Social Class Considerations

Anonymous
Do you consider the social class background of someone when you’re dating them?

I really wonder if a harmonious match can be made in a cross-class union. An UMC woman married to a LMC man? That wouldn’t end so well!
Anonymous
Don't put people in categories
Anonymous
This is dumb.
Anonymous
Anonymous wrote:Do you consider the social class background of someone when you’re dating them?

I really wonder if a harmonious match can be made in a cross-class union. An UMC woman married to a LMC man? That wouldn’t end so well!


It sounds like you already have a firm opinion and aren’t really wondering.
Anonymous
It really depends on the individuals and where they are in their lives.
Anonymous
Everything is a consideration, but you cant generalize - it really depends on the people. Where this match is most likely to have problems that aren’t obvious until it’s too late is kids, like if the UMC partner wants private school, golf lessons, SAT tutor, etc., and the LMC one thinks its a waste of money because they turned out fine without it. Money issues with parents too - go to the family forum for plenty of those stories.
Anonymous
That's like consideration #100. There are so many other things that cause problems.
Anonymous
Anonymous wrote:That's like consideration #100. There are so many other things that cause problems.


I disagree. If you’re looking for a life partner, and potentially someone to raise children with, there are *some* more important things than social class, but it’s not that far down the list. Social class is very intertwined with money, and all kinds of marriage stressors pop up around money. Lack of, spending priorities, lifestyle expectations, retirement goals, etiquette norms, family of origin expectations…
Anonymous
Family values and money priorities usually come from one's upbringing and experience. So it's a consideration but not the only one.
Anonymous
Do you both like/appreciate/wear hats? Old hats, new hats, borrowed hats, whatever hats. Now make it work!
Anonymous
I come from an UMC background. My DH is from another country. His parents come from working class backgrounds and were the first of their families to get formal education. They had decent and stable government jobs in their country but never had much money. DH got a scholarship to come to the US for college which is where we met. His family’s lack of resources was not a consideration. They are good people with solid values. It helps that my family is also not into status symbols. We’ve been very happy together.
Anonymous
Anonymous wrote:Do you consider the social class background of someone when you’re dating them?

I really wonder if a harmonious match can be made in a cross-class union. An UMC woman married to a LMC man? That wouldn’t end so well!


I guess JD and Usha are making it work.
Anonymous
Methinks the Lady of the Manor is considering having relations with the yardman again.
Anonymous
Anonymous wrote:Do you consider the social class background of someone when you’re dating them?

I really wonder if a harmonious match can be made in a cross-class union. An UMC woman married to a LMC man? That wouldn’t end so well!

Don't do it. I married what I thought was a striver from a LMC background. I thought we'd have similar values since we were both white collar professionals and he claimed to want better than he had been shown growing up. Well, I learned that people revert to their hardwired upbringing regardless of what they profess.
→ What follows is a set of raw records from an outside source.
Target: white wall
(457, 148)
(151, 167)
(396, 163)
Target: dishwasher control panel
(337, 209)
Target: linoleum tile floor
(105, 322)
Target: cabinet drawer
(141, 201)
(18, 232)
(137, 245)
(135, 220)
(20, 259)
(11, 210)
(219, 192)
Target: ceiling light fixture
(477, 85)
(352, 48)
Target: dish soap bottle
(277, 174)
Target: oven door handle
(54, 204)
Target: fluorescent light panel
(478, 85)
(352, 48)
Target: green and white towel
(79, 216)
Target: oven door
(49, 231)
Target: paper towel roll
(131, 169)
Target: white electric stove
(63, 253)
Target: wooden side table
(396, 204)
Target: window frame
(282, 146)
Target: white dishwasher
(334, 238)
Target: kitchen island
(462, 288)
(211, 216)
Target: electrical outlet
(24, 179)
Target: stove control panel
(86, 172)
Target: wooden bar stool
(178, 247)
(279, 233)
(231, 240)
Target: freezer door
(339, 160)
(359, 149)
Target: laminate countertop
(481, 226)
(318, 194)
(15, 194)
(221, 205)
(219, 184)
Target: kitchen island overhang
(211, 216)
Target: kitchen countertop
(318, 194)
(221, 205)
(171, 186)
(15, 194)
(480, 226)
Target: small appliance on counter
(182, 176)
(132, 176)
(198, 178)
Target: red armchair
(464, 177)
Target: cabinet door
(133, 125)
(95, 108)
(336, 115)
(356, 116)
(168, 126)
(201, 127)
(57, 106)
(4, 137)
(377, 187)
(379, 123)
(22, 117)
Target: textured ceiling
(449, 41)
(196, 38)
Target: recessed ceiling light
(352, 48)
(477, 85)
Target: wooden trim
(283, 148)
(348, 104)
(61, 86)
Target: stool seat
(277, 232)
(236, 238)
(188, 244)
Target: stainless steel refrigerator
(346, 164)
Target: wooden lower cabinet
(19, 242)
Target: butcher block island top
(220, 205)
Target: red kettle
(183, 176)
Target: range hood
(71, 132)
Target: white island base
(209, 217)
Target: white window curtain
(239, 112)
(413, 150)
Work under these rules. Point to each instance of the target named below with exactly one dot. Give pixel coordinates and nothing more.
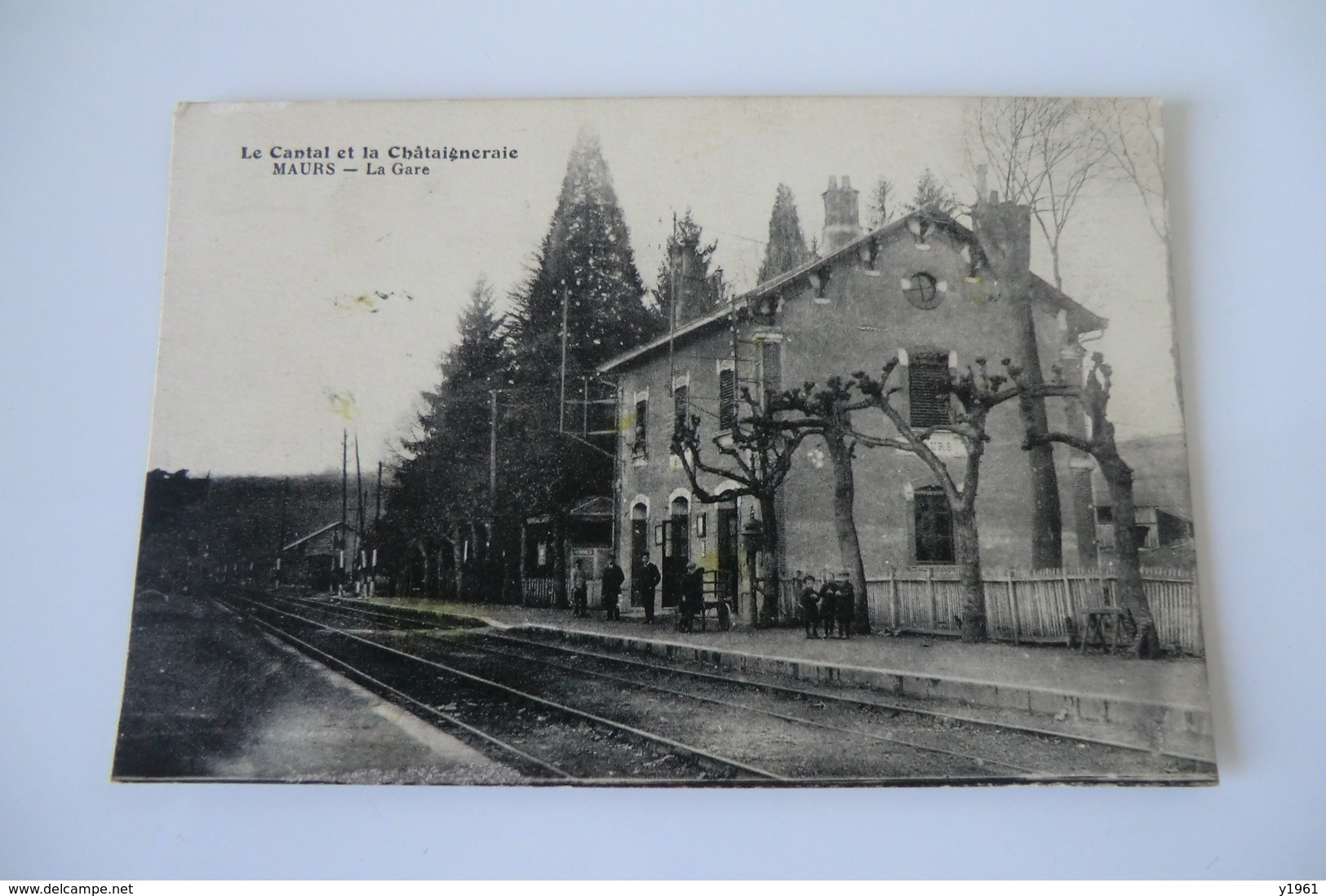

The class envy and gnawing insecurities over what others have, the refusal to live within his means, the inability to value skills-building activities over consumerism (he'd fight me to the death over weekend language classes for the kids, but thought nothing of dropping $10k we didn't have on a three-day Disney trip), the pound foolish mentality (refused to buy higher quality clothes that fit well and lasted a long time and thought he was saving by buying cheaper clothes that he would then pay a fortune to have tailored only for them not to last more than a few months)...all of it was so tiring and ruinous.

I left the marriage a lot poorer but finally understood why my parents' "elitism" was actually just wisdom. The values that different SES families pass on truly are VERY different and they do explain why some people will never get ahead. My younger "progressive" self didn't see that.
Anonymous
Anonymous wrote:Everything is a consideration, but you cant generalize - it really depends on the people. Where this match is most likely to have problems that aren’t obvious until it’s too late is kids, like if the UMC partner wants private school, golf lessons, SAT tutor, etc., and the LMC one thinks its a waste of money because they turned out fine without it. Money issues with parents too - go to the family forum for plenty of those stories.

All of this. My ex-DH envies all the ways I have given our kids a headstart in life. I don't think he realized just how early the upbringings of UMC kids diverge from that of LMC kids until he saw all the ways I strategize our kids' success. It's really weird how resentful he gets about it. Almost as if he doesn't want the kids to do better than him on a very deep level that he denies to himself. I think even the sincere desire to have your kids do better and the willingness to work to ensure that (not just vaguely hope for it) also differs among the classes.